“Stay in the streets”: leaders of Sudan’s uprising reject military rule

The Sudanese Professionals Association (SPA), which has been the main organiser of the 3-month popular uprising in Sudan, has rejected the attempt by the military high command to seize power for a “transitional period”. Dictator Omar el Bashir’s rule came to a formal end on 11 April after the Minister of Defence, Awad Ibn Awf announced that he had been removed from power and arrested.

The SPA, which represents a wide range of professions, including doctors, teachers and journalists, called on protesters camped outside the Ministry of Defence to stay in the streets.

Our revolution continues towards its goals. Only complete acceptance of the will of the people and the revolutionaries will end our sit-ins and protests. That means the handover of state power to a democratic civilian transitional authority charged with the task of implementing genuine democratic transformation. Today our sit-ins and demonstrations are continuing and our people will come out to protect the revolution and correct its course.”

The same message was repeated by the signatories to the Declaration of Freedom and Change, a set of demands adopted by a wide range of groups opposed to Bashir’s dictatorship in January 2019. The declaration calls for an end to Sudan’s civil wars, justice for those displaced, the dismantling of the one-party regime, empowerment of Sudanese women and more state funding for health, education and the environment.

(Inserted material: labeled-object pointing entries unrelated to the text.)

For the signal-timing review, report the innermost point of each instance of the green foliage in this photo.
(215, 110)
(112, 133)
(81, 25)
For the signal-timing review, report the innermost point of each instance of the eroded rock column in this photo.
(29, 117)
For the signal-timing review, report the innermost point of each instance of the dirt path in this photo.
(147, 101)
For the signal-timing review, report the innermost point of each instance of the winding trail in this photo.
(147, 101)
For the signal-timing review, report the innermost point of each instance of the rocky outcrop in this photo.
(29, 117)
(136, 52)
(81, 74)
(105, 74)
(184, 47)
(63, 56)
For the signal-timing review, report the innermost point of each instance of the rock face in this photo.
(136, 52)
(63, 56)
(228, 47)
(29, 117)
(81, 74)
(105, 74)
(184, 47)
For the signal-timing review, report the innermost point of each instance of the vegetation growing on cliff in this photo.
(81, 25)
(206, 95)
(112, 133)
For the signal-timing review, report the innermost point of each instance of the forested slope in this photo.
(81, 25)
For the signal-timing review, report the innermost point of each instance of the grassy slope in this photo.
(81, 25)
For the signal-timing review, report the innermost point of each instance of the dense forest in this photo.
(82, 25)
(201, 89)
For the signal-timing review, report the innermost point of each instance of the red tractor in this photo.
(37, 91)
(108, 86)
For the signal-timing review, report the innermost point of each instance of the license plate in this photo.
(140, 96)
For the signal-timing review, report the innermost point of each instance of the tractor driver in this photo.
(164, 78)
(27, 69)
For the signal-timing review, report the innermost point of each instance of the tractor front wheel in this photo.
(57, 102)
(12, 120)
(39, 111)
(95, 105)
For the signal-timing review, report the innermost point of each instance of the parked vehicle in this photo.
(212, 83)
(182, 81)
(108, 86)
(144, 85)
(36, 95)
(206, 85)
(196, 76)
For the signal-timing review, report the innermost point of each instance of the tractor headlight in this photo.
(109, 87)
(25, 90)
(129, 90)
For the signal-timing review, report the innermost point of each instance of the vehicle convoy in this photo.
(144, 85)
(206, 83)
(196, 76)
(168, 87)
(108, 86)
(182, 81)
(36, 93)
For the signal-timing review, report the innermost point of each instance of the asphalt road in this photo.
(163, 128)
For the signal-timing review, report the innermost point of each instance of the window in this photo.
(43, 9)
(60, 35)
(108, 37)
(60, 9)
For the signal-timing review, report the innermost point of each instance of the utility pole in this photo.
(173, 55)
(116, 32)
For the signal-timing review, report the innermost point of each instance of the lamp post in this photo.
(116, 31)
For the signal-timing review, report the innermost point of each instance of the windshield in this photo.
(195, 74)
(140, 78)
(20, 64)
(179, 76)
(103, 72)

We, in the Forces of the Declaration of Freedom and Change, categorically reject what was declared in the statement of the regime’s internal coup d’etat forces, and we invite our resilient and resourceful people to continue the revolution, through holding their sit-in positions at the Army Forces HQs in Khartoum and other main SAF posts in the provinces of Sudan, and to remain on the streets in all the towns of Sudan. We shall stand our ground on the public squares and roads that we have liberated with our might, continuing with the popular struggle until state power is reinstated to a civilian transitional government that represents the forces of the revolution. That is our clear and irrevocable stance: the streets never betray, and we shall meet there.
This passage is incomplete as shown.